Non fa sconti alla maggioranza Bersani, anche se – rispetto agli interventi di Bindi e Letta – ripete meno il nome Berlusconi, grande “protagonista” dell’Assemblea. “Siamo gli unici al mondo ad aver dato una botta micidiale al mondo del sapere e della conoscenza. Abbiamo azzoppato il futuro, mettendo in campo una politica di distrazione e divagazione”.
Un contesto che da una parte vede “un Paese attonito” e dall’altra “la crisi del berlusconismo”. Ma attenti, avverte Bersani, perché “quell’uomo non se ne andrà sorseggiando una tazza di tè. La sua pulsione è finire in una crisi sistemica, perché se muore Sansone bisogna che muoiano anche i filistei”. Parole dure Bersani le ha riservate, come chi lo ha preceduto negli interventi, alla Lega Nord, l’altra grande “protagonista” di questa assemblea “al nord”: “Sta attaccata allo zio sperando di portargli via eredità e non vuole badanti di mezzo, ma ora è arrivato Fini”. Non nasconde Bersani che però è la Lega che dal 1994 ha visto crescere i voti, mentre al Nord il centrosinistra soffre. “Ha preso una deriva populista: c’è sempre un rom a cui correre dietro o una moschea da chiudere. E se distrai i cittadini poi non devo star li a discutere dei fatti veri, dell’aumento delle tasse o del federalismo vuoto. Ma ora basta, sono venuti a menare promesse e adesso anche la Lega si prende il suo: leggi ad personam, Cosentino, lo scudo fiscale. E noi metteremo i manifesti”.
E allora, riprendendo le parole di Rosi Bindi, “non ci sfugga il nostro compito: tocca a noi. Siamoal secondo tempo del berlusconismo, la fase più pericolosa: non c’è più la promessa, ma c’è la forza ideologica da usare”. Ancora una volta il segretario ribadisce quale deve essere secondo lui la strada: “Un breve governo di transizione per rifare la legge elettorale e poi andiamo a elezioni”.

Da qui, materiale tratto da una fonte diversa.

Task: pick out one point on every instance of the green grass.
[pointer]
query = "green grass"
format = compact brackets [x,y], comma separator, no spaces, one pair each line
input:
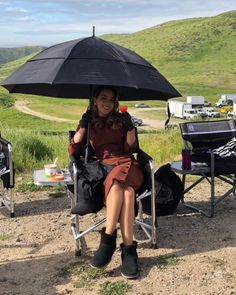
[165,261]
[196,55]
[115,288]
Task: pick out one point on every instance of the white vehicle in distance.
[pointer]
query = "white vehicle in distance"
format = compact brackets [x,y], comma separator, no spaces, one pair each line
[191,114]
[141,105]
[212,113]
[231,115]
[202,113]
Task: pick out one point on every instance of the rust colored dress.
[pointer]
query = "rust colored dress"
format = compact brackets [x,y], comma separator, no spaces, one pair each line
[111,148]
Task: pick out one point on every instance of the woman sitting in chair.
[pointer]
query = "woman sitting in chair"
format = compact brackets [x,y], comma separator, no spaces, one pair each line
[112,136]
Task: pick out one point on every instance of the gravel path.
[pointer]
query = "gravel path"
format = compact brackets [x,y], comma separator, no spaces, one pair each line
[195,254]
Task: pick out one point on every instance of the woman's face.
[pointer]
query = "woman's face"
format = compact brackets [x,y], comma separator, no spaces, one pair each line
[105,102]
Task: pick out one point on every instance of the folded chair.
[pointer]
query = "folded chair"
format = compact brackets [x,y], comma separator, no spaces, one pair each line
[6,176]
[148,189]
[206,139]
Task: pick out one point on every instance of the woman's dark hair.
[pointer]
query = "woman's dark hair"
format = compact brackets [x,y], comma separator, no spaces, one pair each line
[99,89]
[114,119]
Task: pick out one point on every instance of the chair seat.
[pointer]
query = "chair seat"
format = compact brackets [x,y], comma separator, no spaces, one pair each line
[222,165]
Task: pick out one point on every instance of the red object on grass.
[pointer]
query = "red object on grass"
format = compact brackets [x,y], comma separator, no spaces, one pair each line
[123,109]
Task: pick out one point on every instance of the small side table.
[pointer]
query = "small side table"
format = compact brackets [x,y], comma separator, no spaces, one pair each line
[40,178]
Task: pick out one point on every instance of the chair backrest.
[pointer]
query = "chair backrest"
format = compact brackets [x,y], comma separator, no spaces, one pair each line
[72,133]
[208,134]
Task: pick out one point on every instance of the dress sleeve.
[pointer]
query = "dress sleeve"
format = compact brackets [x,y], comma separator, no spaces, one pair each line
[129,149]
[76,148]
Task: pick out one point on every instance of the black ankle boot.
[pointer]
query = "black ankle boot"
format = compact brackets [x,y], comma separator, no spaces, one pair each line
[129,257]
[105,251]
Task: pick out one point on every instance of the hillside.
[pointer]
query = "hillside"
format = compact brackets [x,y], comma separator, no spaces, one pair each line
[196,55]
[9,54]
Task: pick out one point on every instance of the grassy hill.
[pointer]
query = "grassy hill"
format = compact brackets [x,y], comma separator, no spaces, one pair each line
[9,54]
[196,55]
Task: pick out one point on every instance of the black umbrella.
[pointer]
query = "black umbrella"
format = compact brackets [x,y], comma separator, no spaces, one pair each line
[71,69]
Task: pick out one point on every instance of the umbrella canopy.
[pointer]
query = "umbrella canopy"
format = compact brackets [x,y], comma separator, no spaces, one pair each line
[72,68]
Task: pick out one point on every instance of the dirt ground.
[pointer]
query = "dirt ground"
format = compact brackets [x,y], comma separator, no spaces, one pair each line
[195,254]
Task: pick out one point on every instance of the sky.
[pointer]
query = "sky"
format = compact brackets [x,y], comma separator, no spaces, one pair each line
[49,22]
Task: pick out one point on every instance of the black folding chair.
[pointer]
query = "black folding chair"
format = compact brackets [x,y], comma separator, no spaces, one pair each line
[204,139]
[148,225]
[6,176]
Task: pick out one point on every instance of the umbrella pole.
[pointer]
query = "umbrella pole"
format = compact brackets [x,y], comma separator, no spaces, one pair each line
[88,130]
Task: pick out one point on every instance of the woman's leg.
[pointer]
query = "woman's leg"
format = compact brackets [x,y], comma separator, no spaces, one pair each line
[127,216]
[114,203]
[129,256]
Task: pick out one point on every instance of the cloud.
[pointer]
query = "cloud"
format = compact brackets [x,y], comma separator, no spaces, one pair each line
[53,21]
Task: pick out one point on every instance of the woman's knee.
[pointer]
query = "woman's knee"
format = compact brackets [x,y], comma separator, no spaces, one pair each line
[129,194]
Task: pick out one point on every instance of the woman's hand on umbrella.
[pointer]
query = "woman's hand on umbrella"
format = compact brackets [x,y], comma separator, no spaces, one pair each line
[86,119]
[127,121]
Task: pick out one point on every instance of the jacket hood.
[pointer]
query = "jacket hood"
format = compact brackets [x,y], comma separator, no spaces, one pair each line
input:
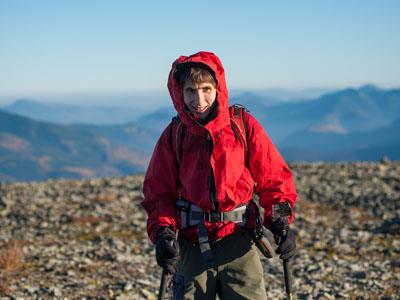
[211,61]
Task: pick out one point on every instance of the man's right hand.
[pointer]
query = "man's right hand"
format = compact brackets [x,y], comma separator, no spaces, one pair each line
[166,249]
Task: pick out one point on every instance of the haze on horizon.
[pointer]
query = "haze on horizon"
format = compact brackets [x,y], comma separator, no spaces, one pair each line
[121,47]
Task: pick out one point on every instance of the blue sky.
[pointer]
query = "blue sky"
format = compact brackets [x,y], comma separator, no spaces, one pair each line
[118,46]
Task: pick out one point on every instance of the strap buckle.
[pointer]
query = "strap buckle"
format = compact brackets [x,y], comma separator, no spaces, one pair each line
[214,217]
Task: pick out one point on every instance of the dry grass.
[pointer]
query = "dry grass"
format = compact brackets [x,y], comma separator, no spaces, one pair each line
[11,262]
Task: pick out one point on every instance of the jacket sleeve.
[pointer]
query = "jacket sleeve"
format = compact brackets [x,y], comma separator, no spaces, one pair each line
[160,185]
[274,179]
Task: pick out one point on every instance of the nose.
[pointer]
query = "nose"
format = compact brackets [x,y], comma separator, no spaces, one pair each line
[198,97]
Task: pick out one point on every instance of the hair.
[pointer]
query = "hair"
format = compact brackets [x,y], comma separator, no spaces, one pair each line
[194,74]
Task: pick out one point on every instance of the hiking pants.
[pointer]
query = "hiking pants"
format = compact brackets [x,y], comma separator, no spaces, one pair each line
[237,271]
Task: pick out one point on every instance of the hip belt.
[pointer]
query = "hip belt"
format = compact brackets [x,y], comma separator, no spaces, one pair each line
[192,215]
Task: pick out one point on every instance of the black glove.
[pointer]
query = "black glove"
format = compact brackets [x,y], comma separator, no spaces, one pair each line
[166,249]
[284,238]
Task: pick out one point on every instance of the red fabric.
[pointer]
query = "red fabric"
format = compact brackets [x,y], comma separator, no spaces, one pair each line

Parla ai suoi in platea Bersani invitandoli a “non usare il tempo mediatico a disposizione per questioni interne”, ma anche ai futuri alleati. “Dobbiamo rivolgerci a tutte le forze che sono interessate a mettere al sicuro la nostra democrazia. Il nuovo Ulivo è il cuore del progetto per un nuovo governo”. Un progetto, chiarisce, “rivolto alle forze di centro sinistra che hanno attitudine al governo. Non si rifà l’Unione e si parla con chi è disposto a governare”. Ritorna più volte in questi due giorni lo spettro del secondo governo Prodi e Bersani rincara la dose: “L’Udc non si autodefinisce forza di centro sinistra, ma di opposizione: il nuovo Ulivo ha il dovere di discutere un patto di governo con tutte le forze di opposizione. Ma la nostra alleanza dobbiamo farla con l’Italia, non possiamo farci bloccare da questi discorsi”. E l’Italia a cui vuol far riferimento Bersani è quella dei piccoli imprenditori, degli artigiani, dei precari, delle donne e delle famiglie, degli agricoltori, degli immigrati (qui il video con le proposte del Pd).
Fra meno di due mesi il Pd “traslocherà” a Napoli “perché senza un risveglio del sud, non c’è possibilità. Dobbiamo muoversi e rimboccarci le maniche. A novembre avremo tre settimane di mobilitazione in tutta Italia: ognuno ci metta la sua fantasia. Li cercheremo di far valere il nuovo progetto: produrre idee, allearci con Italia e mettere la politica nella realtà. Se riusciamo, ma c’è ancora lavoro, avremo davvero un grande vantaggio competitivo”.